I made 24 contacts total. Most were in the Continental United States and one contact was in Italy.

Thanks to IK1LBL in Italy who was awake and hunting POTA at 11PM Italian time.

CW Fun

I had a ton of fun activating my first park with CW only. When I set up my station I scanned the bands and SSB frequencies on 20 meters were absolutely jammed. CW frequencies were busy as well but there it wasn’t hard for me to my own piece of the spectrum.

I was worried about picking call signs out of large pile ups. I like to practice Morse code decoding by watching real-time CW POTA activators on YouTube (e.g., K4SWL, W4ARB). These POTA Activators are “Ham radio famous” and have to manage large pile-ups of Hunters when they’re activating parks. Although I did have some pile-ups when activating - they were not as large as the pile-ups that well known, activators are dealing with.

When I couldn’t pull a sign out of a pile-up I would pause and call CQ another time or I would send a questions mark. The next time I would usually be able to pick out a partial call sign to work with. Some Hunters from the first attempt probably moved on.

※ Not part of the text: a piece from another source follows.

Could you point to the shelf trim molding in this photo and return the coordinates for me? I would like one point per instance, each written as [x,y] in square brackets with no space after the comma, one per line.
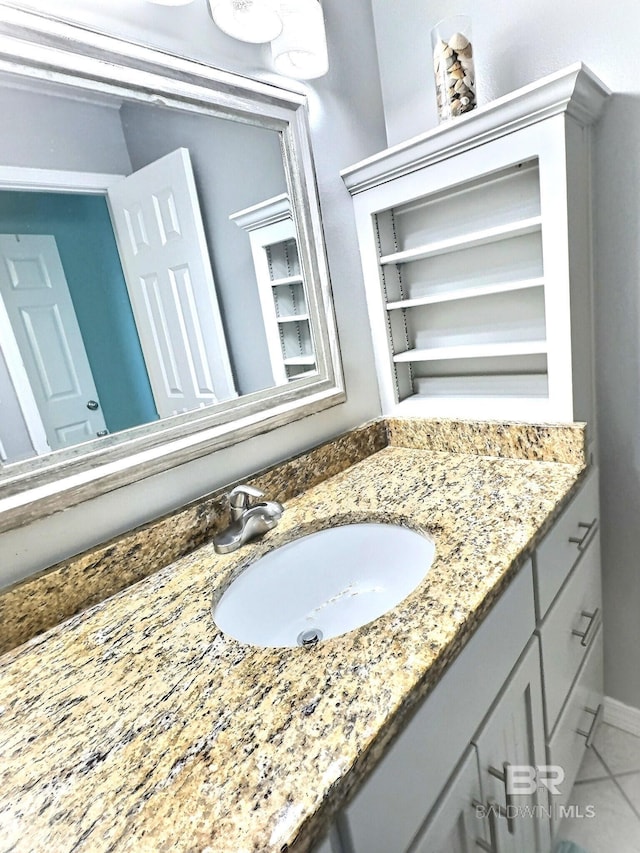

That is fine with me.

I want to specifically thank Long Island CW Club. Their classes and coaching were critical to my progress in Morse code / CW so far. I highly recommend the club to anyone interested in radio and CW.

Moving Forward

Next time, I’ll slow down my keyer’s words per minute just a bit. I was a little nervous and I didn’t work my paddle as deftly as I would have liked. Slowing down will encourage me to take more time and key more cleanly. Hunters may also slow down which will allow me to request fewer repeats to decode their call signs.

I have a lot more to learn - this is just a first step. I’ll continue taking classes on-line and practicing on Learn CW Online.